Looking for WIPP
In 1972 Geologists selected a site for the WIPP disposal
project which lay within the Delaware Basin in southeastern New Mexico,
not too far from Carlsbad Caverns.
This was the place that, years earlier, I had unwittingly adopted as my own. The WIPP project hit a snag when a gusher of gas and brine erupted from a test borehole. Because I had studied the basin,I was asked to be a consultant. The brine was in a geologic formation made of many thousands of thin layers of dark calcite and thicker layers of pure, nearly white gypsum. Each pair or couplet of light and dark layers had been deposited in one year's time, and like tree rings, the layers recorded changes in climate.

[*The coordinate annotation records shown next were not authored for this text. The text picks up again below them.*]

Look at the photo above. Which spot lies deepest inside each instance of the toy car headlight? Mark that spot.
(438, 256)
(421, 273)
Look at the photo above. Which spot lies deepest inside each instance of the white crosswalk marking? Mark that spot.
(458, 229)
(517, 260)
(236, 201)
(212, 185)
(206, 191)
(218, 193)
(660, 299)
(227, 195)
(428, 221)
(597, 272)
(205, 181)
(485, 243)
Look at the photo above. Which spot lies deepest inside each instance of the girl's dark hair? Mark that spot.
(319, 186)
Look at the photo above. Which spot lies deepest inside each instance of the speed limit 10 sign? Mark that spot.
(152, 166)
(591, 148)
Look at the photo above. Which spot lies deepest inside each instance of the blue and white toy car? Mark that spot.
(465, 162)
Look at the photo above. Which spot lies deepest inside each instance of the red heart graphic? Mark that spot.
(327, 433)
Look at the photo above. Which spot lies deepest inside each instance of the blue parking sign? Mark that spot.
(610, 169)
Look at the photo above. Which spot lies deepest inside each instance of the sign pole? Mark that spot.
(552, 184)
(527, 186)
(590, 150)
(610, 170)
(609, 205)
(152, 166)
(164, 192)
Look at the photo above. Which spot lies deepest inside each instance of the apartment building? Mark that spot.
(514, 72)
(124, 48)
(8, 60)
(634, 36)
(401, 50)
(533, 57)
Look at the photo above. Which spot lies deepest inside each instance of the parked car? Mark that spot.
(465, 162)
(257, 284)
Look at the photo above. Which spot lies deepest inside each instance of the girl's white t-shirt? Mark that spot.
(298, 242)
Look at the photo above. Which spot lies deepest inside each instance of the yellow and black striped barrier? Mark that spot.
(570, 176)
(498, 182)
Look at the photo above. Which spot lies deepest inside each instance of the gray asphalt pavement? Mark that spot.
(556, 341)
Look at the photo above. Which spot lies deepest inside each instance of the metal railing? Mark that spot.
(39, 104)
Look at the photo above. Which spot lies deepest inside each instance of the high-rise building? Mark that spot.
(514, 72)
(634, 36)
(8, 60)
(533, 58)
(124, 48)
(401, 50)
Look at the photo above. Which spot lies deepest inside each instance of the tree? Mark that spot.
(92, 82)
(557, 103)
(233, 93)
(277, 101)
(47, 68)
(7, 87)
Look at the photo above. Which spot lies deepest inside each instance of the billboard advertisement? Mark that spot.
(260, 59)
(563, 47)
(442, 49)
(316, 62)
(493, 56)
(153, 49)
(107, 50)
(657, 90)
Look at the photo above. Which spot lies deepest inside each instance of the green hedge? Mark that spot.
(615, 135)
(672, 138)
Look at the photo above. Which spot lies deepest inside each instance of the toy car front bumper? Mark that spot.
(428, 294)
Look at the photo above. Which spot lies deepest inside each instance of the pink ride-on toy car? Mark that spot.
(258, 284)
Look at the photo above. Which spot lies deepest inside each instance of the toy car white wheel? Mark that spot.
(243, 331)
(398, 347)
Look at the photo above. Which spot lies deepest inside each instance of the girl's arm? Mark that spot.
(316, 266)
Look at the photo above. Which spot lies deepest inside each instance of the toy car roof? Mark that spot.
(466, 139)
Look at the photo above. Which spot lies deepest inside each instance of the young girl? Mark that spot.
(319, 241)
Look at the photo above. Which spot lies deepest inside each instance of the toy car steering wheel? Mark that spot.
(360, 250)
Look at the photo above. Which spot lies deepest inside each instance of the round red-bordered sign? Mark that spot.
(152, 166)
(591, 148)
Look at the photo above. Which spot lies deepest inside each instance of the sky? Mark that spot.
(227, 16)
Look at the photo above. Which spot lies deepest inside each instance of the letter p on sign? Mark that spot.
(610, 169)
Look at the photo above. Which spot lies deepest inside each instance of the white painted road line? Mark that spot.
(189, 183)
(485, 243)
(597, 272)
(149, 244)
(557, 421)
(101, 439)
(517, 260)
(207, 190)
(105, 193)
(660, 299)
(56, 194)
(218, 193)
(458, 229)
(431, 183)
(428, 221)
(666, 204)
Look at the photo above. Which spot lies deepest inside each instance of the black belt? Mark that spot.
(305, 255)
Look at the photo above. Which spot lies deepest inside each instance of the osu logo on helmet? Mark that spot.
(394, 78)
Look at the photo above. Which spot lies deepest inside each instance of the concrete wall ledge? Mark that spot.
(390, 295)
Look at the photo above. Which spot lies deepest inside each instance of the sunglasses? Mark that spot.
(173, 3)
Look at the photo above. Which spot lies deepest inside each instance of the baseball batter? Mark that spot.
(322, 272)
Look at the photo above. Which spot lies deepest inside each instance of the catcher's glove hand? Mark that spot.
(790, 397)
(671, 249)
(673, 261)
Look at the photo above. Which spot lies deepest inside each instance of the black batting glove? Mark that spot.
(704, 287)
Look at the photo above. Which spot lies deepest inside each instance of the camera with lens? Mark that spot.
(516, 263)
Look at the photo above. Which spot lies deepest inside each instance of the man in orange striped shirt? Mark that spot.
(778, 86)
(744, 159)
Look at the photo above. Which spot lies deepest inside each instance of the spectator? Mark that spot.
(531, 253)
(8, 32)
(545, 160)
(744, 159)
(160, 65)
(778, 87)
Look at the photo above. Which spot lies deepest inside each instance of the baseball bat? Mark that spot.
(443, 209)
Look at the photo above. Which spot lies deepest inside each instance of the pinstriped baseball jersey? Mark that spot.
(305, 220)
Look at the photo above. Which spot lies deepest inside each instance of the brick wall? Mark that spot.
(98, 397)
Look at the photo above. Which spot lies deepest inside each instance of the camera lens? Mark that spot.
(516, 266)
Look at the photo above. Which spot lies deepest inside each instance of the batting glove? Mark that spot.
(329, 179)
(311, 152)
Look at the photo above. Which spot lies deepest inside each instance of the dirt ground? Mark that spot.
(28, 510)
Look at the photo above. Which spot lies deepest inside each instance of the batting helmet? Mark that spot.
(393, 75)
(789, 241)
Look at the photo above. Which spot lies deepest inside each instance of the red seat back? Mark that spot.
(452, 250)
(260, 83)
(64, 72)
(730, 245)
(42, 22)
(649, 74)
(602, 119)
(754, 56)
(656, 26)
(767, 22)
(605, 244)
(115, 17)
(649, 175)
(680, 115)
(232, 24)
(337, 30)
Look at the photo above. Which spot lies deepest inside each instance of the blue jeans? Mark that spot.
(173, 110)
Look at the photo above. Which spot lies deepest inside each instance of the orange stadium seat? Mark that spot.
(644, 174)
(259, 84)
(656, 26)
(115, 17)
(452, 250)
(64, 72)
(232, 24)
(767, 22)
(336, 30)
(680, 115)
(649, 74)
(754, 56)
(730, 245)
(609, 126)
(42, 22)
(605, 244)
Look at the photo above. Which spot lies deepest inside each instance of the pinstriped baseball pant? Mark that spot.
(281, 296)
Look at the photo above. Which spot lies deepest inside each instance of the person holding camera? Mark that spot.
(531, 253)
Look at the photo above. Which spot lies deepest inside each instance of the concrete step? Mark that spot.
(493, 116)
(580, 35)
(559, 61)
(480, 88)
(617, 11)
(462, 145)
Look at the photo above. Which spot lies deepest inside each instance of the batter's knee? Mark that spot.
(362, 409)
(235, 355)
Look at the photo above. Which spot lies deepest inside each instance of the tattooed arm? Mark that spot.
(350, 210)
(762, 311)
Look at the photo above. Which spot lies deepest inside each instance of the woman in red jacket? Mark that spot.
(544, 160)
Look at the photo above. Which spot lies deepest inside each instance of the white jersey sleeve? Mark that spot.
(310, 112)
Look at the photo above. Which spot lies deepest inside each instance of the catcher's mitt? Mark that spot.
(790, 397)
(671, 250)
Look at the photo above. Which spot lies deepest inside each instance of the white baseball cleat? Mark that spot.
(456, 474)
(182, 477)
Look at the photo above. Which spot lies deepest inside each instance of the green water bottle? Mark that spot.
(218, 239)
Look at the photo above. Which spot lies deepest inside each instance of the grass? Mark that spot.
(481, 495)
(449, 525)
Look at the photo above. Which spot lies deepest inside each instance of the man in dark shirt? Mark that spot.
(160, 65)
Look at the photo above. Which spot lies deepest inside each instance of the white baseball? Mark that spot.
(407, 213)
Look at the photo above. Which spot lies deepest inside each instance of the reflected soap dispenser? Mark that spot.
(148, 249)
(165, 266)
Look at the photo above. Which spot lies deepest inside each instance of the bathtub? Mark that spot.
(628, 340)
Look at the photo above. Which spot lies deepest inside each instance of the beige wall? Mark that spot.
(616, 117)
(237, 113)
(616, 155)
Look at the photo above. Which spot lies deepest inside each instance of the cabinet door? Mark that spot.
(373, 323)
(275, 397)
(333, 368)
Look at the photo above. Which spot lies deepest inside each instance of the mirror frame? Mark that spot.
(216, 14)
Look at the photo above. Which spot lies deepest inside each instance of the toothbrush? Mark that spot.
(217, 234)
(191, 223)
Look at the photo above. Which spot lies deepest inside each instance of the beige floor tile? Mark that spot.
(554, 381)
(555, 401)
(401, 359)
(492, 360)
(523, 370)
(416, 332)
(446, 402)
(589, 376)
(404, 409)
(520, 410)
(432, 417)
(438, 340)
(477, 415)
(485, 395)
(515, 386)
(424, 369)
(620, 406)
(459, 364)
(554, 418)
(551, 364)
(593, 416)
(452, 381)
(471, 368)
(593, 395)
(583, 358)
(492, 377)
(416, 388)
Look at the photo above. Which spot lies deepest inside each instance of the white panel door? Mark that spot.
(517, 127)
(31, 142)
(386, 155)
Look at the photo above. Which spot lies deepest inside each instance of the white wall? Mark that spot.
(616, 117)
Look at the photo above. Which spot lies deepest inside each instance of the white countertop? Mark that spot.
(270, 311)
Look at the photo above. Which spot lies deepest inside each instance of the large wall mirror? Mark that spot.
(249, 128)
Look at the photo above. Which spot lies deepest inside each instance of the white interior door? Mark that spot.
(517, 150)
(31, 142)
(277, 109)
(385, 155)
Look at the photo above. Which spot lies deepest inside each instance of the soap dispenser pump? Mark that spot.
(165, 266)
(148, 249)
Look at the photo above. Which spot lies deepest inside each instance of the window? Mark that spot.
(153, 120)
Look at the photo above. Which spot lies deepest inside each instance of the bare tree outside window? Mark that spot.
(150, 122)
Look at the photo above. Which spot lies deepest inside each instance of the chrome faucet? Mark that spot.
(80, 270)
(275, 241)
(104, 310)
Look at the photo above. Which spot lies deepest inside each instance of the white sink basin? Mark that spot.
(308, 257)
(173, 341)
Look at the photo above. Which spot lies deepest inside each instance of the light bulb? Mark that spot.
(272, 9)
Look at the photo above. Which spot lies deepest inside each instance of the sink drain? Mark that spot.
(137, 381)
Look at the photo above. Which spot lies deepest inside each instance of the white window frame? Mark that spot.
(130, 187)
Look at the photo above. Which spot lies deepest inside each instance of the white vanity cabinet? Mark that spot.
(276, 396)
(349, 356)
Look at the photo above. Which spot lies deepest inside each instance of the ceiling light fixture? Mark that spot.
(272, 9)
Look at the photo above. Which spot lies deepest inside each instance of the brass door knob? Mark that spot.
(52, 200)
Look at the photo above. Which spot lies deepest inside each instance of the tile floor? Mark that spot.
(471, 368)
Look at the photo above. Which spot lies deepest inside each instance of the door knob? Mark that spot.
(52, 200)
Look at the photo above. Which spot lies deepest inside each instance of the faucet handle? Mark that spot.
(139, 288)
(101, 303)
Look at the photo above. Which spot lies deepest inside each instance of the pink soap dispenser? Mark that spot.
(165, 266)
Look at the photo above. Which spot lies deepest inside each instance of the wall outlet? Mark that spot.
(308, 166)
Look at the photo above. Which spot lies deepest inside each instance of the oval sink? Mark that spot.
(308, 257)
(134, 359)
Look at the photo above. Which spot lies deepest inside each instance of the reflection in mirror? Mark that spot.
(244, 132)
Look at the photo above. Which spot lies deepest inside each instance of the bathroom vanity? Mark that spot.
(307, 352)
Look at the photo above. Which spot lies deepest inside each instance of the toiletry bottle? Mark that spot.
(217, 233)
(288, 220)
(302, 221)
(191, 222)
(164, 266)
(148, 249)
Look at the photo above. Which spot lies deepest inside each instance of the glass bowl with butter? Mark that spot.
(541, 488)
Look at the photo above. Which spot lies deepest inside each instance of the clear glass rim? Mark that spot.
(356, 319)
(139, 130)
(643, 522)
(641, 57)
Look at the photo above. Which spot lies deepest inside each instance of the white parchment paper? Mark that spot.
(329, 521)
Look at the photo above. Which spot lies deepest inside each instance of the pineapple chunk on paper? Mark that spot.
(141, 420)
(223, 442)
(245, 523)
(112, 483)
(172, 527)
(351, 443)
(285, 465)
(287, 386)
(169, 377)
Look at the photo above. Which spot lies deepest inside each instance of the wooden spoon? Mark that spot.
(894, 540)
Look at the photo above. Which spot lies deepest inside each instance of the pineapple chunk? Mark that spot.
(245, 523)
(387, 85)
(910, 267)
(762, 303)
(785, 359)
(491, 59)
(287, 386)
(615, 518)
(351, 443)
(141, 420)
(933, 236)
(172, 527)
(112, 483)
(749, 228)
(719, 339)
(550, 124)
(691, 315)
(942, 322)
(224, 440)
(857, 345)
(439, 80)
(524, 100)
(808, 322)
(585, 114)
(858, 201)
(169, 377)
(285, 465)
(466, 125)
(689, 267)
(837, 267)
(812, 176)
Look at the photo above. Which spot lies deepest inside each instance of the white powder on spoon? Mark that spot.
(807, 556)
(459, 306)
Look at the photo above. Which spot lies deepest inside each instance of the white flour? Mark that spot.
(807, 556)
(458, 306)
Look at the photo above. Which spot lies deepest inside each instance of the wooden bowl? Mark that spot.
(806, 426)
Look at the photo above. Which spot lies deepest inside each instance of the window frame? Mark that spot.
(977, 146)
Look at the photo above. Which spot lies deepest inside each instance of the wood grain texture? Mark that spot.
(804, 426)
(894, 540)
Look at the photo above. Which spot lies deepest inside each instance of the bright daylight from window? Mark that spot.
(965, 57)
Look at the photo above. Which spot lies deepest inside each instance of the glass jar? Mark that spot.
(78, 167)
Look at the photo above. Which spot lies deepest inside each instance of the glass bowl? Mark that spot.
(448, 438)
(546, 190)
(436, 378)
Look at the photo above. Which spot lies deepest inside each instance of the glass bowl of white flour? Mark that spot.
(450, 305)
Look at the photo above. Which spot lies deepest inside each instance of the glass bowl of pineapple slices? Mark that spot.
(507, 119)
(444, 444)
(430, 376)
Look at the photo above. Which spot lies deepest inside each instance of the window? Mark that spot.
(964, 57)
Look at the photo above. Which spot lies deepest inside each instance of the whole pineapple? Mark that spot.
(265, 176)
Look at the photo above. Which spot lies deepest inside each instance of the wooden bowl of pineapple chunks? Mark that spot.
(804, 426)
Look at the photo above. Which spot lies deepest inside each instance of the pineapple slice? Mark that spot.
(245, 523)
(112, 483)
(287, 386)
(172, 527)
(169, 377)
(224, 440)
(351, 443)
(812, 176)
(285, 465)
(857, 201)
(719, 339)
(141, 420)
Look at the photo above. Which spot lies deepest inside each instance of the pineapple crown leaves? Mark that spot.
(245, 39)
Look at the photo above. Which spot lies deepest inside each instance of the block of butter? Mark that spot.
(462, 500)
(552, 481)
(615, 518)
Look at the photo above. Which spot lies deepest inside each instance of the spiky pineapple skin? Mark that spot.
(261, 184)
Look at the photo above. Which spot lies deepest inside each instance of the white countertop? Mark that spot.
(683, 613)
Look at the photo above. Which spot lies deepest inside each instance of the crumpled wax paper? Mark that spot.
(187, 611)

Left: Brine bubbling up from the Castile. Right: Light/dark
couplets in the Castile.
My students and I had set out to measure each layer and to
put together what was to become the world's longest annual record of climate
change - a quarter million years. While we were collecting the layers, about
10 years before the WIPP project began, my student and friend, Walter Dean
and I had drilled into a similar chamber of gas and found brine (see above)
not too many miles away.
I was being asked to use my knowledge of the geologic basin to help solve
the mystery of the brine.
We never really solved the mystery, and eventually, the site was abandoned,
and another site was chosen eight miles farther to the west. For the next
five years I worked as part of the exploration team at the second site.
But investigations at the new site showed that a chamber of brine and gas
probably lay beneath the repository. We we parted company when WIPP science
managers denied that a brine reservoir could be beneath the repository.